Contrary to long-held beliefs, the group in need of quality alternative education is neither marginal nor small. Nationally, 1.2 million youth drop out of high school each year. Many others continue to attend school but make little progress, eventually finding themselves far from the expected goal of graduating within four years. The proportion of these struggling students is greater in low-income, black, and Hispanic communities, and it is especially concentrated in high-poverty high schools.
Today's off-track students are tomorrow's out-of-school youth. Some of these students will benefit from planned improvements now under way in traditional high schools, but others will require creative alternatives in significantly different settings. Unfortunately, there are far too few effective alternative programs to meet the need, and a dearth of effective state policies that would change that situation. State policy must promote Back on Track options that reengage off-track youth and help them graduate ready for college and career.

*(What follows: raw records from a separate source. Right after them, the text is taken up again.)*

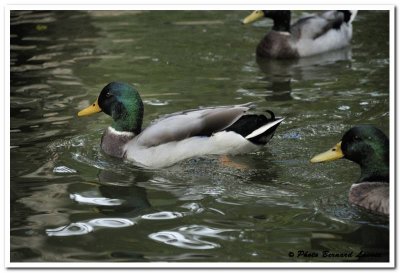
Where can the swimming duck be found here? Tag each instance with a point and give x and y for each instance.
(367, 146)
(214, 130)
(310, 35)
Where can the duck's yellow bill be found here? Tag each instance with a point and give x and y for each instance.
(92, 109)
(254, 16)
(332, 154)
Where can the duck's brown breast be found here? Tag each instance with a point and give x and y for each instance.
(277, 45)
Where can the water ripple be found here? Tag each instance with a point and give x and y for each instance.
(189, 237)
(103, 201)
(81, 228)
(163, 215)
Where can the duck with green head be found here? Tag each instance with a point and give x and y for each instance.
(310, 35)
(367, 146)
(213, 130)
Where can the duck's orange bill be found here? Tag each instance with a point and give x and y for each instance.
(254, 16)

With the right policies in place, states can create pathways to graduation for this significant group of youth. To analyze whether and how quickly states are creating the conditions to improve alternative education programs, Jobs for the Future examined the alternative education policies of all 50 states and the District of Columbia. JFF has identified seven model policy elements that define a new alternative education policy set (described in detail under the Elements link at left). The elements are based on the most recent research and expert thinking in the field, as well as JFF's research for this report and our on-the-ground experience with effective alternative education policies and programs.
The map at right shows the extent to which each state has put these model policies in place. State pages, accessed by clicking a state or using the State Profile menu at left, provide more detail for states where at least one model policy element is in place. The full research methodology is described under the Methodology link at left. To ensure the information on this site remains accurate and up to date, we invite the public to contact us with updated information or feedback.
Read the accompanying report, Reinventing Alternative Education: An Assessment of Current State Policy and How to Improve It.
Back on Track is the term JFF uses to describe schools and programs that serve the off-track and out-of-school student population and put them on a path to success in postsecondary education. Back on Track schools combine challenging academics that prepare students for postsecondary success with a high degree of academic, social, and emotional support, often offered through community partnerships. Back on Track schools are designed to meet the needs of students at different points in their academic trajectory and help all young people make successful transitions to postsecondary education and careers.